It has been an annual entry in Graham Henry's must-fix dossier - a small portfolio but with a grisly recurring theme. Nothing, bar the World Cup search, has tortured the All Black coach more.
How to beat the Springboks in their own backyard?
Three times under Henry's tutelage, the All Blacks have travelled to South Africa and on each visit they have been defeated.
The yearly stain began at Ellis Park in 2004 with supplementary chapters from Newlands in 2005 and the Royal Bafokeng Stadium last year. The scripts are especially galling for Henry as his teams have lost just four of 39 internationals since he took over.
Test No 40 at Kings Park in Durban, in the early hours of Sunday morning, stands as the start of the All Blacks' Tri-Nations campaign and a mini-watershed in this season's search for World Cup glory.
Much has been made of Henry's ceding even more advantage to the Springboks and South African rugby this season by withdrawing the All Blacks from the bulk of the Super 14 series before the Bulls beat the Sharks in a dramatic final.
The rotation and resting of All Blacks, the reconditioning, the positional experiments, a messy victory against Canada - they have all conspired to raise the stakes and uncertainty about the All Blacks' fate this weekend.
Some of that hyperbole took a hit yesterday about the time the weary All Blacks sank into their airport hotel beds after seeing off Canada 64-13 in Hamilton and before the early morning wakeup calls for their flight to South Africa.
The heavily favoured Springboks lost three senior forwards to injury and needed two late dropped goals from wunderkind Francois Steyn to overhaul the Wallabies, a side whose losing hoodoo in the Republic stretches back to 2000. At least the All Blacks won last year at Loftus Versfeld but they undid that headway with their sloppy defeat a week later at Rustenburg.

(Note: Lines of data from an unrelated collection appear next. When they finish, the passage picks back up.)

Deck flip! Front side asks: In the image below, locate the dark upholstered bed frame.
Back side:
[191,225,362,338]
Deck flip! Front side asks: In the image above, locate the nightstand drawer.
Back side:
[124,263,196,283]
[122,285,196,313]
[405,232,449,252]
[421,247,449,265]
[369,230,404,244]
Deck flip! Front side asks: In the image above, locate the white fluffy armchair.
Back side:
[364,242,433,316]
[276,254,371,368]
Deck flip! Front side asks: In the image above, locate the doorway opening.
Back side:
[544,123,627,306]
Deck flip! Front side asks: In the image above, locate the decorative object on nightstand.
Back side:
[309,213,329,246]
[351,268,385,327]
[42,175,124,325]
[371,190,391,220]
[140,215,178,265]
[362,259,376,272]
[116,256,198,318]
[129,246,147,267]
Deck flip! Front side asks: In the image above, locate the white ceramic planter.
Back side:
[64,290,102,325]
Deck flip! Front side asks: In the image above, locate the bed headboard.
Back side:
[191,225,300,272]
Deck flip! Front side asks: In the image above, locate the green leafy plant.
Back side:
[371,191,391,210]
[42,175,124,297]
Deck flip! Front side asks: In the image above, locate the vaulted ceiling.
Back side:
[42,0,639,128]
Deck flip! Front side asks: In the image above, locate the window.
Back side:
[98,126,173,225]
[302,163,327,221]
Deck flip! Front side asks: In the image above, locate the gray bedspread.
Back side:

For some of the All Black party, this will be their third trip to South Africa this season and while they are playing at sea level that sort of travel schedule could blunt their edge.
Henry conceded those problems, saying his side may only train twice this week with the emphasis on recovery.
"We can't try too much otherwise they will not have enough fuel in the tank for the test," he said. "The record of this group is not good, played four won one, this is a big one."
Some of the rugby euphoria in South Africa after the Super 14 triumph and wins against England and Samoa plateaued after the Springboks struggled past the Wallabies 22-19.
After 10 minutes it was hard to see the Wallabies coping with the furnace-blast intensity of the Boks, but they defended with great passion against a home side which showed mono-dimensional attacking strategies. They also lost the leadership of captain John Smit to a hamstring problem while Juan Smith and Gurthro Steenkamp damaged knees.
From a 10-3 deficit, the Wallabies salted away 16 unanswered points and led seven minutes from time before Steyn saved the locals' reputation. The fright will make the Boks even more dangerous this weekend but there are questions about their selections and stilted approach.
Their first idea was to use one-off runners and there was little deviation from that crushing tactic. Problem was the Wallabies were resolute, dealt to an ineffective Boks scrum and had in George Gregan, Matt Giteau and George Smith players who could make something out of little. They came up short but not by much.
Ruan Pienaar and Butch James were flustered out of the game, Ashwin Willemse was rattled, Victor Matfield seemed to want to avoid confrontation in the safety of midfield while the fractious Bakkies Botha and Schalk Burger really tested calm English referee Wayne Barnes.
The heat on the All Blacks will come at their lineout where the Blues locking pair of Greg Rawlinson and Troy Flavell should be picked to replace their injured and paternity-leave teammates.
The other area of strong debate will be the choice of Aaron Mauger or Luke McAlister at second five-eighths, unless the selectors use both players as they did without great success in Hamilton.